I wreszcie ostatnia, w praktyce najważniejsza kwestia: postrzegający bezwzględną i natychmiastową eliminację wszystkich uchwał awansowych zrealizowanych przy udziale neo-KRS jako najważniejszy, koniecznie pierwszy krok w kierunku lepszego funkcjonowania wymiaru sprawiedliwości pomijają uwarunkowania, w jakich przyjdzie funkcjonować kolejnemu rządowi i Sejmowi.
Nowa KRS, a tym samym początek procesu wyboru sędziów według konstytucyjnie prawidłowych standardów, nie może zaistnieć bez uchwalenia stosownej ustawy.
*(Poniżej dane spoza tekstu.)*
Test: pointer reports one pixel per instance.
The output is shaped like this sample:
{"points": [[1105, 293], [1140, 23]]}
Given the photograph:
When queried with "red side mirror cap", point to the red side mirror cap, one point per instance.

Wiara, że nastąpi to przed końcem kadencji prezydenta Dudy, byłaby skrajną naiwnością. Nawet bez powtarzania jakichkolwiek konkursów liczba wakatów sędziowskich będzie – przynajmniej do chwili objęcia urzędu przez następnego prezydenta – rosła ze względu na nieunikniony w każdym scenariuszu pat w sprawie nowych nominacji, wynikający z kolei z rozbieżności między przyszłym rządem a prezydentem Dudą co do statusu neo-KRS. Już z tego powodu w wariancie zakładającym powtórzenie wszystkich konkursów sędziowskich z ostatnich lat postępowań awansowych realizowanych przez przyszłą KRS byłoby dużo więcej niż obecnie.
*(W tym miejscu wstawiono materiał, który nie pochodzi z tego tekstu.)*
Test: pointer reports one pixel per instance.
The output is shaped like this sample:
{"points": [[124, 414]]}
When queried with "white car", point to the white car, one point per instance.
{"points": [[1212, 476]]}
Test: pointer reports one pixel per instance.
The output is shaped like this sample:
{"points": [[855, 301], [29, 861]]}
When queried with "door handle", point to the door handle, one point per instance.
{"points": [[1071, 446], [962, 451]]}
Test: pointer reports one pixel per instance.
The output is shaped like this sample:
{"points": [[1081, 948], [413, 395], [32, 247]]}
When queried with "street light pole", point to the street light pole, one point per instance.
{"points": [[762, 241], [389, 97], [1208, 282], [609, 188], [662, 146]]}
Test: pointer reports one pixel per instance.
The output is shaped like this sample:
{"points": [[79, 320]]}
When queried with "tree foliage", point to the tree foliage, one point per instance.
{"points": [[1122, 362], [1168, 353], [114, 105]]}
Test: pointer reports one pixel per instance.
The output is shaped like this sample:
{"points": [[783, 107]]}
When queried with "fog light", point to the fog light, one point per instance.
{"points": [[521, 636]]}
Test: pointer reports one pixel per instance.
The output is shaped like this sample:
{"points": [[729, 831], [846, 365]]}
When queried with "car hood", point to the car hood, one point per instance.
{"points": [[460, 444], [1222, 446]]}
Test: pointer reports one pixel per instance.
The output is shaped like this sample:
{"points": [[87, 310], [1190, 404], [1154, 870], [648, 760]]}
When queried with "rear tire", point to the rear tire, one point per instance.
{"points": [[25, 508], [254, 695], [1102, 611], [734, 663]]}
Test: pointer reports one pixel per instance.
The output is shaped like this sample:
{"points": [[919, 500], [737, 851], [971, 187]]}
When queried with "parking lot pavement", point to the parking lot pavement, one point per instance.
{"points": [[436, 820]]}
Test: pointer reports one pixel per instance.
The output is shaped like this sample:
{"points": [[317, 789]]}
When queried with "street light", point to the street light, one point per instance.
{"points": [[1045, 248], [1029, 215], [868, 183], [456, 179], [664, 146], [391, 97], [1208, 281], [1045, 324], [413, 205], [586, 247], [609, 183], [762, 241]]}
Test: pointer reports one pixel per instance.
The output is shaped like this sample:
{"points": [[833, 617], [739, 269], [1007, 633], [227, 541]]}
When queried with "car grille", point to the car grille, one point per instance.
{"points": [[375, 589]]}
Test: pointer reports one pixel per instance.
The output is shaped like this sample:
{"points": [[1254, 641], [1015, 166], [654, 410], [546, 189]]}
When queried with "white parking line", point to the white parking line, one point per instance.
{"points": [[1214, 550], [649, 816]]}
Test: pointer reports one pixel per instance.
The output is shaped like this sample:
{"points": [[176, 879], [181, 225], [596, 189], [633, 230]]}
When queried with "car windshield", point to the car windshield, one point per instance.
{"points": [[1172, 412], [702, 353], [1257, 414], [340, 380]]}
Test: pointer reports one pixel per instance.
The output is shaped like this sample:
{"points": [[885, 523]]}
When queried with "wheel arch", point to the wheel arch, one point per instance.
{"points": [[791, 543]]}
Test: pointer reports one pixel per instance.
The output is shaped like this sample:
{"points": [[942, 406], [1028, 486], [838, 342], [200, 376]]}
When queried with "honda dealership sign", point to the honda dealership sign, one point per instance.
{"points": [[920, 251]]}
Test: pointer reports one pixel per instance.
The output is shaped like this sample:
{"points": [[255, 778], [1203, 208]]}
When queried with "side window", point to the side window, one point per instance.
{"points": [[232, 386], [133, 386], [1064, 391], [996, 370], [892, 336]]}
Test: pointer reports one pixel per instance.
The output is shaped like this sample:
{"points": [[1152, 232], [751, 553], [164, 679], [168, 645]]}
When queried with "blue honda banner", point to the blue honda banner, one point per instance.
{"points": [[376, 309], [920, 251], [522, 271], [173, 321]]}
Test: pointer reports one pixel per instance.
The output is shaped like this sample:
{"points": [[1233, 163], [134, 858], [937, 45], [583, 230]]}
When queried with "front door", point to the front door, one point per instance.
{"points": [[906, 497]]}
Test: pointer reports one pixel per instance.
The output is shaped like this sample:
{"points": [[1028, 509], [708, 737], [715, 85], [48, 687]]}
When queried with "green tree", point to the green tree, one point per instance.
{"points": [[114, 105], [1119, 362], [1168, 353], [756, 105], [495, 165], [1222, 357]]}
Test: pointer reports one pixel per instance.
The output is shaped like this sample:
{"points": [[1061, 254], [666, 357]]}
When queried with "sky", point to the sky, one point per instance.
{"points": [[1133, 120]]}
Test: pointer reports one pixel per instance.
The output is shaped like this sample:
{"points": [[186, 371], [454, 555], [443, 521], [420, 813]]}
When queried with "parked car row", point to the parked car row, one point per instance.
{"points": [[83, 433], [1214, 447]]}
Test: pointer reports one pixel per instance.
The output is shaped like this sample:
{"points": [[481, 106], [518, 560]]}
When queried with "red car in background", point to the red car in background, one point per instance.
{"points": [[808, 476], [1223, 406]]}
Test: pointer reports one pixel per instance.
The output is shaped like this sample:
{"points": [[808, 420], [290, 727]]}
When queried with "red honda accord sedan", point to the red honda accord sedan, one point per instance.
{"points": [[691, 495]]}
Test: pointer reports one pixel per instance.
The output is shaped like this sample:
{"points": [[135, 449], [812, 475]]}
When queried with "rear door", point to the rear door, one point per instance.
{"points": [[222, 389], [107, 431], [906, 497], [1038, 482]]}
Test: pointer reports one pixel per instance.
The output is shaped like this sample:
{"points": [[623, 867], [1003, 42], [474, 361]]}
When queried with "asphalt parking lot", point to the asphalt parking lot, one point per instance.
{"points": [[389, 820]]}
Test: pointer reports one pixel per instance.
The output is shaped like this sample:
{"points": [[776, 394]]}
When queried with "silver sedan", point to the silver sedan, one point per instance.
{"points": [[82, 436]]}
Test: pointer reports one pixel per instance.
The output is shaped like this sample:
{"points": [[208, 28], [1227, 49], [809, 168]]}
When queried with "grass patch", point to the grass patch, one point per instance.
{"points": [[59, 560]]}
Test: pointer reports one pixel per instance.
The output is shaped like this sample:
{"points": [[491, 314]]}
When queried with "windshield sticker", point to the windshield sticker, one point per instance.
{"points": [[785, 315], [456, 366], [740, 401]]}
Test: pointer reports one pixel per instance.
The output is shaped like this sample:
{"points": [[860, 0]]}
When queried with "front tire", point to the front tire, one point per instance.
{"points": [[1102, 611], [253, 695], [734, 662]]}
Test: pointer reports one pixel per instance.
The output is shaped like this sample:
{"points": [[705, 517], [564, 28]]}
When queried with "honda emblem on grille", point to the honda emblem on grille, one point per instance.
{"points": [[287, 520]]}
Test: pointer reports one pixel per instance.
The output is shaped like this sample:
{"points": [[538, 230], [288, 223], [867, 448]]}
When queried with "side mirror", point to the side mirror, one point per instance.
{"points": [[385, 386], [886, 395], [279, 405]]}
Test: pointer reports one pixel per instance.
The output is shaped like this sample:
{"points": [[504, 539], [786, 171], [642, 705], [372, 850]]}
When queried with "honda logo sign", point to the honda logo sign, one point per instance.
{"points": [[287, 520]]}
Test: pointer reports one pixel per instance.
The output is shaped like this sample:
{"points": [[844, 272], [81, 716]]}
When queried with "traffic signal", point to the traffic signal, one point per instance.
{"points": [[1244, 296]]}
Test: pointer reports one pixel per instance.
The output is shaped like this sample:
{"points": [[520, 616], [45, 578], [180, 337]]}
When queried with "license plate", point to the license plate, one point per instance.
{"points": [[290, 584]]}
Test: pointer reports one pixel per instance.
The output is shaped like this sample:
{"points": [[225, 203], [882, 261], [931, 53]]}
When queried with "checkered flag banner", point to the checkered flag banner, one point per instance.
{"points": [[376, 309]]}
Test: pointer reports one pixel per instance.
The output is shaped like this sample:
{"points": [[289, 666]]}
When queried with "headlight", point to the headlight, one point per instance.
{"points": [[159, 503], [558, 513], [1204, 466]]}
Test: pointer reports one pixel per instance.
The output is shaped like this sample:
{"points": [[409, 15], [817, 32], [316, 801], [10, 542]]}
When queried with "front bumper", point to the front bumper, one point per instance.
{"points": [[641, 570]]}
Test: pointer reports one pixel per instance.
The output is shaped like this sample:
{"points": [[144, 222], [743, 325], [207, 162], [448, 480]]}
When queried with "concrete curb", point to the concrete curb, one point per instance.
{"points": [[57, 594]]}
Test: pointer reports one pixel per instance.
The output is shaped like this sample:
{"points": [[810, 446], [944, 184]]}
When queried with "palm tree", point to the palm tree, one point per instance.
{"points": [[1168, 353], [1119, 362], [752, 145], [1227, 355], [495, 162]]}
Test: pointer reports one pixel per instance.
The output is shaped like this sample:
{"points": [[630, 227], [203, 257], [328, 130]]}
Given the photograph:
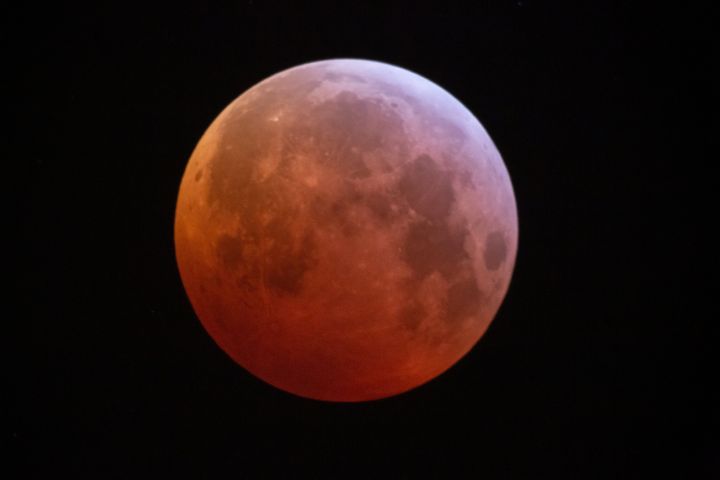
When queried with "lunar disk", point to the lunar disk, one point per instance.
{"points": [[346, 230]]}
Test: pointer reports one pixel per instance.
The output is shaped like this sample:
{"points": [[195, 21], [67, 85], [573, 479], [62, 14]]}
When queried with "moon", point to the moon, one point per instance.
{"points": [[346, 230]]}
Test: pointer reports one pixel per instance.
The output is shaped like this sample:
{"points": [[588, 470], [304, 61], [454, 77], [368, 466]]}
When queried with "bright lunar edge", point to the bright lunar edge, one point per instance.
{"points": [[346, 230]]}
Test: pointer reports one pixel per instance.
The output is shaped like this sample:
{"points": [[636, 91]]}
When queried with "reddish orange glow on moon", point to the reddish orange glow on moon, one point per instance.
{"points": [[346, 230]]}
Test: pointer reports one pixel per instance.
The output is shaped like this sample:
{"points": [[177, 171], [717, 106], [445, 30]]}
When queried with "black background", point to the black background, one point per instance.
{"points": [[598, 363]]}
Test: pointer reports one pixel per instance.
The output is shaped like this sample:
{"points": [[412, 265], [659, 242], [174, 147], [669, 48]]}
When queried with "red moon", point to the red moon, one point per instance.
{"points": [[346, 230]]}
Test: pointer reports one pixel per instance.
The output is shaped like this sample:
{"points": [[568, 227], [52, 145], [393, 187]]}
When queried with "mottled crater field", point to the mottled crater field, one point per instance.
{"points": [[346, 230]]}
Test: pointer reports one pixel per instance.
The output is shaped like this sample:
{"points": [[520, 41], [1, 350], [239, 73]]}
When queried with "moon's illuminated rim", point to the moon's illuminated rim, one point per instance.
{"points": [[346, 230]]}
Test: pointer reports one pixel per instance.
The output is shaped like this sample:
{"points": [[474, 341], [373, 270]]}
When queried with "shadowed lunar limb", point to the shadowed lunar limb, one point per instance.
{"points": [[346, 230]]}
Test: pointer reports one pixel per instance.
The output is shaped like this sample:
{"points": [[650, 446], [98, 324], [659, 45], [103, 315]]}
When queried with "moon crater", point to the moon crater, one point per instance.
{"points": [[346, 230]]}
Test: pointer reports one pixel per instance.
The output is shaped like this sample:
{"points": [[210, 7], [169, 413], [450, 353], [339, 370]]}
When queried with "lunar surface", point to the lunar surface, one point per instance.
{"points": [[346, 230]]}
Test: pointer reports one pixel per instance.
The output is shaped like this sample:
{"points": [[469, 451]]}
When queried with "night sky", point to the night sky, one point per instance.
{"points": [[597, 364]]}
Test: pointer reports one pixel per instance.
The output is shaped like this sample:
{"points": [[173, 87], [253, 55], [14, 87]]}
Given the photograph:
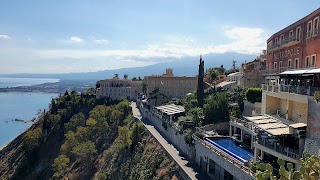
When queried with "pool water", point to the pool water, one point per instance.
{"points": [[232, 148]]}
Grunt pod powrót „dobrej zmiany”
Co więcej, sędziowie awansujący w nowych konkursach zwalniać będą zajmowane wcześniej stanowiska, które również trzeba będzie obsadzić. Ostatecznie więc w przypadku powtórzenia wszystkich konkursów zrealizowanych przez neo-KRS liczba postępowań wzrosłaby w sposób, który również przy wprowadzeniu uproszczonych ścieżek powtórnych konkursów lub wąskich domniemań stanowiłby kolosalne obciążenie dla przyszłej KRS.
Zamiast spieszyć się z uchwalaniem regulacji, która jeszcze przez niemal dwa lata nie ma szans wejść w życie, lepiej czas ten poświęcić na takie przygotowanie procesu, by nie wywołał on paraliżu KRS ani sądów, gdy zostanie uruchomiony. Odrobina rozsądku i wyobraźni wystarczą też, żeby być w stanie ocenić zapewnienia tych, według których rzetelna realizacja przez przyszłą KRS kilku tysięcy postępowań – na stanowiska zwalniane w wyniku unieważnienia wszystkich konkursów zrealizowanych przez neo-KRS i mających zapełnić nowe wakaty – może zająć maksymalnie kilkanaście miesięcy.